I carabinieri, per caso, lo avevano fermato per un controllo la sera stessa del sequestro vicino a Castelfranco: la sua auto scassata valeva una verifica. Era sereno. Quando il suo nome è emerso dal computer, nella rubrica telefonica di Iole e non in una chat, un campanello d’allarme è suonato. stato pedinato per giorni; quando il cellulare di Iole dava un segnale, lui era sempre nella zona della cella agganciata. Ma non c’erano movimenti né telefonate sospette che potessero spingere a un intervento. Poi è arrivato il fratello dell’ex moglie, marocchino: ha detto ai carabinieri che Fusaro gli aveva chiesto se voleva partecipare a un sequestro, aveva conosciuto una «che c’era da fare soldi». Lui aveva detto di no, e quando aveva sentito del caso Tassitani era corso a raccontare quello che sapeva. I termografi del Ros non davano segnale di presenze umane nella casa di Fusaro quando lui non c’era: il blitz era stato rinviato.

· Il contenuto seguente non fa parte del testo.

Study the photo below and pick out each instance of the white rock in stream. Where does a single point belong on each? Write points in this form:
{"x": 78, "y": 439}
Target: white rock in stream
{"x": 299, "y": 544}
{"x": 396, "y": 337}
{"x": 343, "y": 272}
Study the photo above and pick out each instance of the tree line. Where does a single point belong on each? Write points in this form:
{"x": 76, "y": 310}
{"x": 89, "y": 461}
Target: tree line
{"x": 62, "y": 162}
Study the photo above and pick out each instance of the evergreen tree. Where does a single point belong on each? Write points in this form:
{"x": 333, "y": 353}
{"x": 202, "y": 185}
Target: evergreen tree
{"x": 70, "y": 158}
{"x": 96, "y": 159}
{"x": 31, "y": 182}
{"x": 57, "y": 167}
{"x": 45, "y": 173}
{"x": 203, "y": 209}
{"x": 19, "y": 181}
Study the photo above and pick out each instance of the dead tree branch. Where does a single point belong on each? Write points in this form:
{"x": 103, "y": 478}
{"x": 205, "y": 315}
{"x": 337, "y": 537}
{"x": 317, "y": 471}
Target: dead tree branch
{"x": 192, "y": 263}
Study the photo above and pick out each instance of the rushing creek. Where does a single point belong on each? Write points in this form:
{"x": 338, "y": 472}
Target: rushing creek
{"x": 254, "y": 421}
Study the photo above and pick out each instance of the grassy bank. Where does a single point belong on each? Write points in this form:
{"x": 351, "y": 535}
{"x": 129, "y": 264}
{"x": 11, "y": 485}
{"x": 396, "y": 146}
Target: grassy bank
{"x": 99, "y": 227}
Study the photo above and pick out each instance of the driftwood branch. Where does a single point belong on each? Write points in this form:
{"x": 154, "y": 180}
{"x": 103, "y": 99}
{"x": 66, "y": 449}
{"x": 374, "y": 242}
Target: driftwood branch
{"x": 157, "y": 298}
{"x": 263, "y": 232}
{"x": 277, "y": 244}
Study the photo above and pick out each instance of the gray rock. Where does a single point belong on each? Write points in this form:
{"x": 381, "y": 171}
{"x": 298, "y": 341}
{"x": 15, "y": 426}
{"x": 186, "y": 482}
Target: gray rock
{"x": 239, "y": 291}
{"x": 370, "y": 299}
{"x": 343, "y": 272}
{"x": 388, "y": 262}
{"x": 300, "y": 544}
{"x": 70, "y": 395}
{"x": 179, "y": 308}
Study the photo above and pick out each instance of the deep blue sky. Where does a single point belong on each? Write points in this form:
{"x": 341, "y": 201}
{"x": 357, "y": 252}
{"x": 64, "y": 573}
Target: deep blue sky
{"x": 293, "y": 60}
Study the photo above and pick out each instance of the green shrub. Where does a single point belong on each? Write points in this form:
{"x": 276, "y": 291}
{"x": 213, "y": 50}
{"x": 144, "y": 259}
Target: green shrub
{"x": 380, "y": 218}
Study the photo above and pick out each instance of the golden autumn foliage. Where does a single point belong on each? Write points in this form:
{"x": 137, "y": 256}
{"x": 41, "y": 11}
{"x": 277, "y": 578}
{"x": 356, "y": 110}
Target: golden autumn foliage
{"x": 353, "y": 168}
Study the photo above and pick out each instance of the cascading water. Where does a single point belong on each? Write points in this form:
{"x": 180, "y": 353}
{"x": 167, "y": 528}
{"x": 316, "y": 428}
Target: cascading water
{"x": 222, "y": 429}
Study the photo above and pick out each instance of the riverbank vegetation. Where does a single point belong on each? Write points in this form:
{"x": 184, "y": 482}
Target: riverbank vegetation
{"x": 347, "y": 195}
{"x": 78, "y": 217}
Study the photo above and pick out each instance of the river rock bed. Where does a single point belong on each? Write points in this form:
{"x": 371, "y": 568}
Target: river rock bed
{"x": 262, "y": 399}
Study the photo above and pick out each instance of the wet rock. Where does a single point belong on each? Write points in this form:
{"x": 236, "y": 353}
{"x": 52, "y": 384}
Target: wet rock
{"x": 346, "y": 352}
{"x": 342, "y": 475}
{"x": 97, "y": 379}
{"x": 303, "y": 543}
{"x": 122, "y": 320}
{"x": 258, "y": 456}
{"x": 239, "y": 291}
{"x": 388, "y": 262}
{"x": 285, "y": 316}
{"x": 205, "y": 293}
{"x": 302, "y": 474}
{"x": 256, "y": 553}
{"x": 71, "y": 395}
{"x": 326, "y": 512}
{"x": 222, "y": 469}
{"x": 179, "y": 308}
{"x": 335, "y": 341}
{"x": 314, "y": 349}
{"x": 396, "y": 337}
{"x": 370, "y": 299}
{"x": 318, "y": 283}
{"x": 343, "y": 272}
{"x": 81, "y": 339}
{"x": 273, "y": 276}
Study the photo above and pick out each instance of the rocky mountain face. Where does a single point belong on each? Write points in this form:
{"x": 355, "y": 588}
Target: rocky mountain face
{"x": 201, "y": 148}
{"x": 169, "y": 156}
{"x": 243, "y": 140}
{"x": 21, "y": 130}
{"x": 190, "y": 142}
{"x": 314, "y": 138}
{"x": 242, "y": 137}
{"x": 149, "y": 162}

Resta da capire dove la donna sia stata uccisa: non nella casa, non nel garage. Resta da capire dove e quando si sia consumato l’orrore sul suo corpo: Fusaro non confessa, piuttosto piange o farnetica, dà nomi di complici che non esistono. Sul fatto che ce ne siano, gli investigatori sono divisi. Il lavoro orrendo e meticoloso che ha compiuto sul corpo fa pensare che possa non aver agito da solo, ma di fronte a una personalità tanto complessa e alla sua mania per il corpo umano, ogni ipotesi può essere valida.